Robot palletizing systems guided by machine vision automatically load or unload boxes and items to and from pallets.

Predictive maintenance systems assisted by computer vision technology and sensors have made it much easier to track the condition of critical infrastructure and determine when maintenance is needed. For example, FANUC’s Zero Down Time takes photos and collects metadata to uncover any potential problems in the machine. Oil and gas giants such as Shell, ExxonMobil, and BP are using computer vision-powered predictive maintenance to anticipate failures in their equipment.

Intelligent monitoring solutions, including drone-assisted systems, allow companies to conduct remote inspections of their sites and assets. This application of computer vision is especially important in mining, an unsafe industry for workers, where operators need to collect visual data in difficult areas. Visual inspections of well sites using the Osprey Reach system, for instance, have enabled operators to reduce routine site visits by half.

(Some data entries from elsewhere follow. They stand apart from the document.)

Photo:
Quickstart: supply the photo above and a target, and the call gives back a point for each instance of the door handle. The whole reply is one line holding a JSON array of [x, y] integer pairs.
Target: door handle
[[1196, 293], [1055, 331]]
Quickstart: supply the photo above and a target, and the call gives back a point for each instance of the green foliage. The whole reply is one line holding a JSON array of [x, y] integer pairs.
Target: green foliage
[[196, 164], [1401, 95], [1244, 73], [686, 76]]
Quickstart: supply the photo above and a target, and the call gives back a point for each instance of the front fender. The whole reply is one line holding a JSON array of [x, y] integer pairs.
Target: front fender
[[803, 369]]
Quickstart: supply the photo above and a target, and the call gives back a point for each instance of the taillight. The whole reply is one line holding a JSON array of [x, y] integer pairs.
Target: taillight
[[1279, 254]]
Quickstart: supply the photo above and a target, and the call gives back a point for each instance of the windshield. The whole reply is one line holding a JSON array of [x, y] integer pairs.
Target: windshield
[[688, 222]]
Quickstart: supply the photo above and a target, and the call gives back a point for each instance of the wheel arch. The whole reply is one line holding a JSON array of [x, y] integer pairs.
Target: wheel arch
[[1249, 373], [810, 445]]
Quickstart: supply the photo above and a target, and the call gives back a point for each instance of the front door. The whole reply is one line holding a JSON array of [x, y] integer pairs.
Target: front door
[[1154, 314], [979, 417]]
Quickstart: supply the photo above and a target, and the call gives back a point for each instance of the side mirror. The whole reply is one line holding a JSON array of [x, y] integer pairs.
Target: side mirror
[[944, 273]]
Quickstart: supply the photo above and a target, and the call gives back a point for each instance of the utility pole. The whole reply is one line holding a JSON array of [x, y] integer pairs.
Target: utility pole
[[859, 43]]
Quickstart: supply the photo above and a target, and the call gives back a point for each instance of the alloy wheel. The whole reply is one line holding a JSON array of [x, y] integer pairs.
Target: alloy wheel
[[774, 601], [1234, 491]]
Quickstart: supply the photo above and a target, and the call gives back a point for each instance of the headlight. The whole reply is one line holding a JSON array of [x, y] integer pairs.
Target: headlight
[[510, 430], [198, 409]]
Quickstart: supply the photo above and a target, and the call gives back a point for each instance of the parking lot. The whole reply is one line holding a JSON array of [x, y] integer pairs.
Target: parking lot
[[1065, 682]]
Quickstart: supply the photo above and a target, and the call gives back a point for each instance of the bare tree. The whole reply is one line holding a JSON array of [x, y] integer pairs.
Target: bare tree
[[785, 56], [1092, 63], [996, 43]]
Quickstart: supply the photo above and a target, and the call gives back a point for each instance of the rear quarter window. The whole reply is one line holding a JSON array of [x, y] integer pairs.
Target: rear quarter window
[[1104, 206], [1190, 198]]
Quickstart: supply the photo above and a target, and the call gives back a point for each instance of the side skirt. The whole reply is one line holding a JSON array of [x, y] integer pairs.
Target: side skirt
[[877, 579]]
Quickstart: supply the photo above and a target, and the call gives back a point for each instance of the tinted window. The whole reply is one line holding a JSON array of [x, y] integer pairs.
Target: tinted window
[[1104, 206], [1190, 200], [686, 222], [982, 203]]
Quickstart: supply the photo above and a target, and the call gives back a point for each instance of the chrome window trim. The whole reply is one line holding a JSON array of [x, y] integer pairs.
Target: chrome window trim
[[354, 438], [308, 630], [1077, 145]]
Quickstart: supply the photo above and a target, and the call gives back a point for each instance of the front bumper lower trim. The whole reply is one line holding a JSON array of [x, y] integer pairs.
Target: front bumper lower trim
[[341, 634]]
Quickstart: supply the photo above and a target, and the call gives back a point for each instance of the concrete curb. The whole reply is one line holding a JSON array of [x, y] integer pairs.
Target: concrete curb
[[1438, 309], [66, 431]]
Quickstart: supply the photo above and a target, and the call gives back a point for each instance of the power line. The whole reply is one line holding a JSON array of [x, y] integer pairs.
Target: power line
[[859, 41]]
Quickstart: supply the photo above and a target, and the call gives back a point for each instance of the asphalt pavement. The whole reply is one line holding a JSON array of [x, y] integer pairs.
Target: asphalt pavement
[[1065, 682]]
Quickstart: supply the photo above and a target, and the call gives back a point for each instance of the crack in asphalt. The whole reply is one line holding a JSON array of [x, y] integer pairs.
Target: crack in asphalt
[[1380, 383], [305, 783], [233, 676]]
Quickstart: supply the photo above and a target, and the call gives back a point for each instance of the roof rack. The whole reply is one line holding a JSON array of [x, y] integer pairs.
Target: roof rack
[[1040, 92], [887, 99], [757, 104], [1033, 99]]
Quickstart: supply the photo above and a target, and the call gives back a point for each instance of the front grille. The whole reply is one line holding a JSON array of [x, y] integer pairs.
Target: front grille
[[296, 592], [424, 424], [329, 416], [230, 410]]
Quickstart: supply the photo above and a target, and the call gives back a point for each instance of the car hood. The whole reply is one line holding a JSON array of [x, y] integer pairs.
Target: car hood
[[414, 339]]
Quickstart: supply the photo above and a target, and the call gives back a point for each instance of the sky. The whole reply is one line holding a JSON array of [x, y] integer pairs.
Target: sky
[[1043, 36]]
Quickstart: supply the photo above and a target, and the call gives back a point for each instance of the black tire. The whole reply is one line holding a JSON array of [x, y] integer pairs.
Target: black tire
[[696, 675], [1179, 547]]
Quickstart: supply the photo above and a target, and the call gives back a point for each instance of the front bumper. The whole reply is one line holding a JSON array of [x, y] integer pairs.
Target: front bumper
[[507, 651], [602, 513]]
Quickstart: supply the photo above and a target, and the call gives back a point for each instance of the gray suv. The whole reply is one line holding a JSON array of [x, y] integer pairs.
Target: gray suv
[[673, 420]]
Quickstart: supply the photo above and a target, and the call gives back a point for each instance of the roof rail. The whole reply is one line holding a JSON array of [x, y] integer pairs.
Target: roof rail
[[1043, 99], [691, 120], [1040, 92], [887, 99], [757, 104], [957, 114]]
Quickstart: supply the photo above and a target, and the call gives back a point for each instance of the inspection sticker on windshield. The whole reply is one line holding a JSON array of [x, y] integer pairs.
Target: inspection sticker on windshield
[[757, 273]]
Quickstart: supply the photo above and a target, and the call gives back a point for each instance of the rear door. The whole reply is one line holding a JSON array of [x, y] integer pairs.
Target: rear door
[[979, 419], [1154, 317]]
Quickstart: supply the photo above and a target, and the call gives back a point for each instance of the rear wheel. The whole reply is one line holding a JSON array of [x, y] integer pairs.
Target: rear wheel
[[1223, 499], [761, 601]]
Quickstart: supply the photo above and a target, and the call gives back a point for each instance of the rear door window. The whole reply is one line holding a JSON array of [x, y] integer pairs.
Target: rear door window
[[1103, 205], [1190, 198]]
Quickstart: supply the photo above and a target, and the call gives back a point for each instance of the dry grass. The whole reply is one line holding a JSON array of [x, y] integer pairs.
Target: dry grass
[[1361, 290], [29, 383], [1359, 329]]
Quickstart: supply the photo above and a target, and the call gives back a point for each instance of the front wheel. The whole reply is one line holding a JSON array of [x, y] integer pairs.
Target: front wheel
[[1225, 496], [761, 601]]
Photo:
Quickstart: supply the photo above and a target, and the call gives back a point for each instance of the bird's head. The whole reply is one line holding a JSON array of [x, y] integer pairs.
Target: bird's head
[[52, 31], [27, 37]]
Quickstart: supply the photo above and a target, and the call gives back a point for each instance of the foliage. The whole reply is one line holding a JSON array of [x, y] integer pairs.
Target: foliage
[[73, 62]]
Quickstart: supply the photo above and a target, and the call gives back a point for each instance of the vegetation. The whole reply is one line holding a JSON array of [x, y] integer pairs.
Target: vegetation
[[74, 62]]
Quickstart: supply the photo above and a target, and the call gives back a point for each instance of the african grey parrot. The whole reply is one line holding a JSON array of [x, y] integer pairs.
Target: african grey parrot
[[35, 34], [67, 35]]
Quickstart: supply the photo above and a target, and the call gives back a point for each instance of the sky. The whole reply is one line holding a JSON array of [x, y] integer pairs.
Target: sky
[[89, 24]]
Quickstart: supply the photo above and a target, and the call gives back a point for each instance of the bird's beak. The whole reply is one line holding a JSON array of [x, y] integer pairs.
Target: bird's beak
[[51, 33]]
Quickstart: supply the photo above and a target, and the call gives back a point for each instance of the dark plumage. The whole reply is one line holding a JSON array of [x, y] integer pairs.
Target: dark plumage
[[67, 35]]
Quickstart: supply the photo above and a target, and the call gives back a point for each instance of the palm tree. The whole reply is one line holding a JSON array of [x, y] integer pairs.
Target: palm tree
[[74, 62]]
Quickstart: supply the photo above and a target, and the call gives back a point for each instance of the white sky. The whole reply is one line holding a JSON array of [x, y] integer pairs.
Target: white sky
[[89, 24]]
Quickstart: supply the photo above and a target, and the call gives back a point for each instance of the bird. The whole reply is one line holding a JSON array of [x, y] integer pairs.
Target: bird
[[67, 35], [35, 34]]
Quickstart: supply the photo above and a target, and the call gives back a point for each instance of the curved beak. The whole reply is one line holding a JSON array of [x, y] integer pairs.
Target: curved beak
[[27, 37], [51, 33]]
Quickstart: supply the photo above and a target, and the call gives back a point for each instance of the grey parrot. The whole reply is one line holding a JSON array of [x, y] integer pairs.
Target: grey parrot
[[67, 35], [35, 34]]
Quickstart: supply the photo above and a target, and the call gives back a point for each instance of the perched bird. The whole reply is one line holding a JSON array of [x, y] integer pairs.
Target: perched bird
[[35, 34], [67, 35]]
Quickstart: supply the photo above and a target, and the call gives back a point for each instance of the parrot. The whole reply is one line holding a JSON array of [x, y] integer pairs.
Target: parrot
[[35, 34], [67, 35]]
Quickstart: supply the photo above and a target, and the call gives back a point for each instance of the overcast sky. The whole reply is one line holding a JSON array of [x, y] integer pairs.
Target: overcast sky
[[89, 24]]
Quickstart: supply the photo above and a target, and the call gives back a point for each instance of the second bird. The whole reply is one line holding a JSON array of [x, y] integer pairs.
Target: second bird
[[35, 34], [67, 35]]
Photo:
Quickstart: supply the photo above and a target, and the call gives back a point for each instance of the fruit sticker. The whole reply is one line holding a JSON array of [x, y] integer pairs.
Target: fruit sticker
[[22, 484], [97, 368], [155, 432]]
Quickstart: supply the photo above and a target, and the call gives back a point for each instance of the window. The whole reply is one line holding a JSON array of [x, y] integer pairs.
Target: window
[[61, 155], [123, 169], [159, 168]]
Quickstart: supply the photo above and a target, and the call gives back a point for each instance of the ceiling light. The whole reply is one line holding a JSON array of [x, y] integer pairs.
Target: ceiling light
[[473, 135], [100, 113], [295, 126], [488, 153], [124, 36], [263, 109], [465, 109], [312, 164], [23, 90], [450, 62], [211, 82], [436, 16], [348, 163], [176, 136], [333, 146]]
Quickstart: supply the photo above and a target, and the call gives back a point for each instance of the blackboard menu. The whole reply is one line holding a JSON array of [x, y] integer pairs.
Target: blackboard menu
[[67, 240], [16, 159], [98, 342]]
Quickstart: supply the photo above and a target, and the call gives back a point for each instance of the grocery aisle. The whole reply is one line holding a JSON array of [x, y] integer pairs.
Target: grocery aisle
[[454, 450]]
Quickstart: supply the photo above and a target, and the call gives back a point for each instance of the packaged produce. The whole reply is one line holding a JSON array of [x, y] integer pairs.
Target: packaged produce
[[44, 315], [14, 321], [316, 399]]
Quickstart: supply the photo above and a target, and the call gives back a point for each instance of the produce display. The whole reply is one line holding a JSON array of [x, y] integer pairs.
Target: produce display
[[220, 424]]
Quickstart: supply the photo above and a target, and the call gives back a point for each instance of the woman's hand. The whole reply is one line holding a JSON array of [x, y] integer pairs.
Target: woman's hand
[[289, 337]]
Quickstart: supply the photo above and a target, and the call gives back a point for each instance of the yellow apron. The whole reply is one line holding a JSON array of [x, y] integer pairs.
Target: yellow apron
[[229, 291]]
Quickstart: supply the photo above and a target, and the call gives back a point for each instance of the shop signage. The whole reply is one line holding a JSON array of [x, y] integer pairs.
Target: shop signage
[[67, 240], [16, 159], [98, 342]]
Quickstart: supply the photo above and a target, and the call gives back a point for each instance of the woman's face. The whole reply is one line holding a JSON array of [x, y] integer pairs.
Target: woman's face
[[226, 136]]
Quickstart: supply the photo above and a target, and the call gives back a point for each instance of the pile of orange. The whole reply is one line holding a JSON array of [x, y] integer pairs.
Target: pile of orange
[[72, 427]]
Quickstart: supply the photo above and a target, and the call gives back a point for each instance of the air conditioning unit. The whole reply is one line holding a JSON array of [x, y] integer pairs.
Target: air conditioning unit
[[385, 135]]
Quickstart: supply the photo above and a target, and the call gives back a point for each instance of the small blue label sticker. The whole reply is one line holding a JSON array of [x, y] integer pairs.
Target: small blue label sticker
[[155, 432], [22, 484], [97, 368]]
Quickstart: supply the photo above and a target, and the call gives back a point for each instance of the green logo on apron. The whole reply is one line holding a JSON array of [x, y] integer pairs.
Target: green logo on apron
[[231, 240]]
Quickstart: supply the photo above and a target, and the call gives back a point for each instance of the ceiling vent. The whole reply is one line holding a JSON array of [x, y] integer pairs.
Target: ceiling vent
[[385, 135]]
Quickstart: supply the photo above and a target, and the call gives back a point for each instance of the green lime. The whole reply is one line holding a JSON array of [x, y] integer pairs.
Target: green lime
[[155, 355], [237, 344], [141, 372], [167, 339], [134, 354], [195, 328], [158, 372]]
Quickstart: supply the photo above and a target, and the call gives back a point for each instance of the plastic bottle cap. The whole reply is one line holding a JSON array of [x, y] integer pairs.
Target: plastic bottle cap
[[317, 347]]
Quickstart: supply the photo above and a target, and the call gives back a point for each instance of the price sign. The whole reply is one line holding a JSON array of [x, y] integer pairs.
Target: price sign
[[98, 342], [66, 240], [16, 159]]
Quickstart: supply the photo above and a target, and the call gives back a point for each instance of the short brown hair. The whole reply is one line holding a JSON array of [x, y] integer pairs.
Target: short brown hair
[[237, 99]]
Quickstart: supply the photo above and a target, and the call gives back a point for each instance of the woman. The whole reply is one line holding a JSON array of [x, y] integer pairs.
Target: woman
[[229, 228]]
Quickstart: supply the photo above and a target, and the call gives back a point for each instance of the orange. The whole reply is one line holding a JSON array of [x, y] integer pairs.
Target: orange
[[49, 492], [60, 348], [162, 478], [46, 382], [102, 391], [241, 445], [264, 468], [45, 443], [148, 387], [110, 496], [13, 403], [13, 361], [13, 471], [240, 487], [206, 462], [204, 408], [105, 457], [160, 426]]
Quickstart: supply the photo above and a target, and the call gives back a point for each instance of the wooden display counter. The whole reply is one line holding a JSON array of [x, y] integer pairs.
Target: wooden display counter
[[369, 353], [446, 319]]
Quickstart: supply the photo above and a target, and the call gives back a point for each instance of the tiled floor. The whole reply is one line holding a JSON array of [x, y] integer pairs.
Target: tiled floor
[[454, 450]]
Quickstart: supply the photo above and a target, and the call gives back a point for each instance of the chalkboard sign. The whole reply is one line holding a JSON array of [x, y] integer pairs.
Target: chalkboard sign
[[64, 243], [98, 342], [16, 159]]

Warehouse management systems using computer vision technology reduce inventory times from hours to minutes, delivering huge savings on operational costs. Among such systems is the Gather AI platform that uses drones and connects to IoT devices for scanning and counting inventory. Another example is Amazon, which is rolling out the Pegasus robot technology at its sorting centers, claiming that the robot can improve sorting accuracy by 50%.

Mobile computer vision enables a contactless delivery process for retail, logistics, post, and parcel businesses, transforming smartphones and other smart devices into computer vision-enabled barcode scanners like solutions from Scandit. The frictionless way to pick items from warehouses, distribution centers, or retail rooms is growing in popularity. In retail, barcode scanning software is used for order fulfillment while allowing shoppers to safely collect items with one contactless mobile scan.

Safety monitoring solutions using computer vision help keep public spaces safe during the pandemic by detecting ill employees or students as well as monitoring social distancing or exposure times. At construction sites and on the manufacturing floor, computer vision systems like IRIS monitor behavior-based safety and can protect people working around hazardous zones by alerting machine operators of dangerous events or incidents.